Tim and the mobile network due to bad weather: solutions for Sant’Agata sul Santerno and Faenza
Il mobile cart activated in Sant’Agata sul Santerno, in particular, it was of fundamental importance for the citizens and the personnel involved in the rescue. This put an end to the isolation of the entire municipality.
In Faenza, however, the special medium of TIM it made it possible to deal with the failure of 3 mobile radio sites seriously damaged by water and mud and by bad weather in general. Thus allowing the full operation of the service in a large area of the city.
Bad weather: the flood in Emilia-Romagna is a consequence of the climate crisis
In two weeks, from the beginning of May, a quantity of water usually distributed in seven months. The first heavy rains have occurred between 1 and 3 May. Since the beginning of the month, in some areas of the Ravenna Apennines and the Forlì Apennines, the 400 and 500 mm of rain. Let’s consider that the rainfall usually does not reach 900 millimeters in a year.
The extraordinary nature of these data cannot fail to amaze, of course. But only in the first place. After that it is necessary to investigate the causes. Pierluigi Randi, president of AMPRO (Professional Meteorological Association), interviewed by Repubblica said that “if we go back in time in the last two years we have had three extreme events of opposite sign. Two years of severe drought and then in fifteen days two extreme rain events. This is a clear sign of climate crisis. A single episode is not attributable to overheating, but sequential extreme events, of one sign or another, are. Three clues prove it.”
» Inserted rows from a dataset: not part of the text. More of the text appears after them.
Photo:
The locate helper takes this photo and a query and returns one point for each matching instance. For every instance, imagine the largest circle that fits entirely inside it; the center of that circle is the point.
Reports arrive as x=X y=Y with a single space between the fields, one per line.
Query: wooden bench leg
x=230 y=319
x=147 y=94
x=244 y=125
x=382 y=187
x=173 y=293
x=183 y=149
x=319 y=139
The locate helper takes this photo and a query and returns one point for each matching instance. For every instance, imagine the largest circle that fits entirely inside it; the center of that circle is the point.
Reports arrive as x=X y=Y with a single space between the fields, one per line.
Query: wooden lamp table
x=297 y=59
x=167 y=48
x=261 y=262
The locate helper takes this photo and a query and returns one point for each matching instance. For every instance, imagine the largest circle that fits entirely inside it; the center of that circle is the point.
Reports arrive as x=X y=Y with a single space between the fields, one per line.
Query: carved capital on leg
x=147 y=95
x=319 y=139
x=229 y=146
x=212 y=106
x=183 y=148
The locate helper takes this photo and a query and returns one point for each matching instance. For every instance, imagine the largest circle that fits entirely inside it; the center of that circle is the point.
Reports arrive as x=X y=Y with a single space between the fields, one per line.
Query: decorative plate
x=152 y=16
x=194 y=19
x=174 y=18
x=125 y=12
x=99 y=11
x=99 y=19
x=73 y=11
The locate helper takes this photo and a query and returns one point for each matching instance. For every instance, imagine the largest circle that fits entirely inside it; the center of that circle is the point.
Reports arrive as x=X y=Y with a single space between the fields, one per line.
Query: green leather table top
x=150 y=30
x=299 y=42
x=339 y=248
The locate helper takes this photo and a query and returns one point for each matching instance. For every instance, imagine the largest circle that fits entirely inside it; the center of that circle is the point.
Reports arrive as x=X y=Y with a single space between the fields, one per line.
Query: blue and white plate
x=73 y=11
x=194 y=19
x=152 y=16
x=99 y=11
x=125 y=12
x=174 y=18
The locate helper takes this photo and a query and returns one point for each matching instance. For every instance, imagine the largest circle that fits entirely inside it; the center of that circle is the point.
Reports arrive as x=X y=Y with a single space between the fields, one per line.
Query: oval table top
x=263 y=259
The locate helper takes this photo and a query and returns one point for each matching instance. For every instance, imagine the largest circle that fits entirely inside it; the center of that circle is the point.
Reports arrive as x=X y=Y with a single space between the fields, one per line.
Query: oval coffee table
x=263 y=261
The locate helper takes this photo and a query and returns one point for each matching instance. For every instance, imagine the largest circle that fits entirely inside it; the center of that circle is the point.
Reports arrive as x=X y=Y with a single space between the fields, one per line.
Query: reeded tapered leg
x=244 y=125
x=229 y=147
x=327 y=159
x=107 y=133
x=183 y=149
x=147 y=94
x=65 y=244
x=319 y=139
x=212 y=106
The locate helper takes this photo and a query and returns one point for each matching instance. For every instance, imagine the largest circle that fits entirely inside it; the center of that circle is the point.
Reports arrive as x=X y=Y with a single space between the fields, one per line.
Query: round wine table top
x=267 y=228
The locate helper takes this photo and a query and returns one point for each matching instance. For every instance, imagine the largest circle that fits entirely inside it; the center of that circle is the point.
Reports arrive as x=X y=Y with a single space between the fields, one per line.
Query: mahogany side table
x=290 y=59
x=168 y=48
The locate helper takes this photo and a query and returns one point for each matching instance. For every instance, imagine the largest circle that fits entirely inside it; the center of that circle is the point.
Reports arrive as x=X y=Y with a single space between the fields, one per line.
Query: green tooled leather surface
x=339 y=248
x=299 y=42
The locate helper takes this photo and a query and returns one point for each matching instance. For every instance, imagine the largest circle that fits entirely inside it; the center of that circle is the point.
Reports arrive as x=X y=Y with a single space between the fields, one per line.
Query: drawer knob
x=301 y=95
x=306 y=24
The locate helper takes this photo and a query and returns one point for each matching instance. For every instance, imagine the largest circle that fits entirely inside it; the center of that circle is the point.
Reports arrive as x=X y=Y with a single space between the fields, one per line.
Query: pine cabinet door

Mauro Rossia researcher at the Research Institute for Hydrogeological Protection of the National Research Council of Perugia (Cnr-Irpi), explained to Fanpage that the succession of extreme climatic events “is clearly attributable to a context of climate change, which is revolutionizing the how the climate puts pressure on our territory.”
Even the weatherman Luke Lombroso, of the Geophysical Observatory of the University of Modena and Reggio, agrees with colleagues. And it points the way to prevention: “Improving the culture of the climate and the self-behavior of citizens.”
The political opinion of Angelo Bonelli
Angelo Bonelli, national co-spokesman of Green Europe and deputy of the Green-Left Alliance, speaks of a festival of hypocrisy. Explaining that “the Italian government is opposing the EU’s climate policies and aiming to turn Italy into a gas hub to sell it to Europe while science tells us we need to stop burning fossil fuels.”